Ryzykowny seks zbiera żniwo. Eksperci mówią o skutkach
Od 2022 r. gwałtownie zwiększa się liczba nowych pacjentów z chorobami wenerycznymi. Europejskie Centrum ds. Zapobiegania i Kontroli Chorób wskazało prawdopodobną przyczynę.
16.03.2024 | aktual.: 16.03.2024 16:23
Najnowsze dane powinny budzić nasz niepokój. Okazuje się bowiem, że w Polsce tylko w pierwszej połowie 2023 r. liczba zakażeń rzeżączką wzrosła aż czterokrotnie. Niewiele lepiej było także w przypadku kiły i chlamydii, którymi w analogicznym czasie zaraziło się aż dwa razy więcej osób niż rok wcześniej.
Naukowcy ostrzegają przed wzrostem zakażeń chorobami wenerycznymi
"Co czwarty mieszkaniec Ziemi choruje na chorobę weneryczną" - podkreślają specjaliści z WHO. Niestety w najbliższym czasie może być w tej kwestii jeszcze gorzej. Europejskie Centrum Zapobiegania i Kontroli Chorób (ECDC) ostrzega, że w ostatnich latach wyraźnie wzrosła liczba osób zmagających się z chorobami przenoszonymi drogą płciową.
Na czele listy znalazła się rzęsistkowica. Niestety rocznie może przybywać nawet 156 mln nowych zakażeń. Niewiele lepiej jest także w przypadku chlamydii, którą w ciągu jednego roku mogło zarazić się aż 129 mln osób.
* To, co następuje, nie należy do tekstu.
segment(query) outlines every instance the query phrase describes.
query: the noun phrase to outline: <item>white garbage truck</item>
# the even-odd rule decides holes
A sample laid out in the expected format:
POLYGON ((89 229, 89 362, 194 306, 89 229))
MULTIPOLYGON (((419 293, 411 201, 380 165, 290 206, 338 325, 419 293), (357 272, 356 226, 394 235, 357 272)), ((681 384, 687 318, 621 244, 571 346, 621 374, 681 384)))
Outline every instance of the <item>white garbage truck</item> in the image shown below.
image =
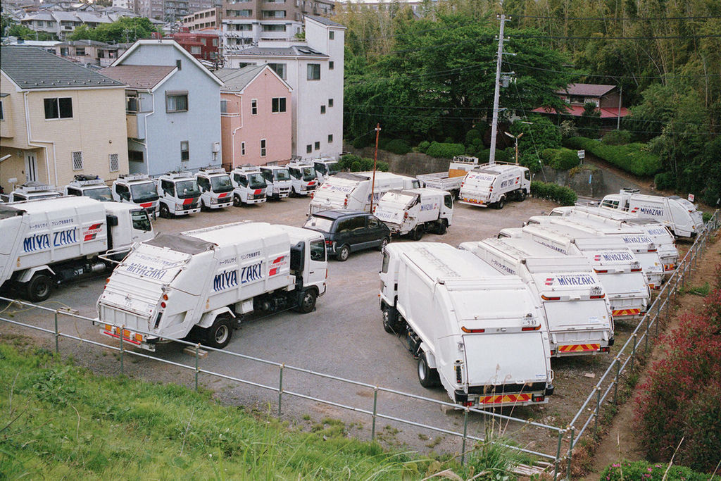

Dalsza część artykułu pod materiałem wideo
W Polsce sytuacja również znacznie się pogorszyła. Okazuje się bowiem, że od stycznia do listopada 2022 r. przybyło 1500 nowych przypadków kiły. W analogicznym okresie w 2023 r. liczba osób zmagających się z tą chorobą wzrosła aż o 2650 pacjentów. Z kolei na chlamydię w 2022 r. zachorowało 337 osób, jednak rok później liczba ta zwiększyła się o następne 881 przypadków.
Sytuacja wydaje się być jeszcze gorsza w przypadku rzeżączki. Porównując dane z 2022 r. i 2023 r. liczba zachorowań wzrosła nawet czterokrotnie. Warto również dodać, że dane te w rzeczywistości mogą być znacznie większe, bowiem wielu pacjentów wstydząc się swoich dolegliwości, nie zgłasza się do lekarza.
Czytaj też: Najgroźniejsze choroby weneryczne
Dlaczego wzrasta liczba osób zakażonych chorobami wenerycznymi?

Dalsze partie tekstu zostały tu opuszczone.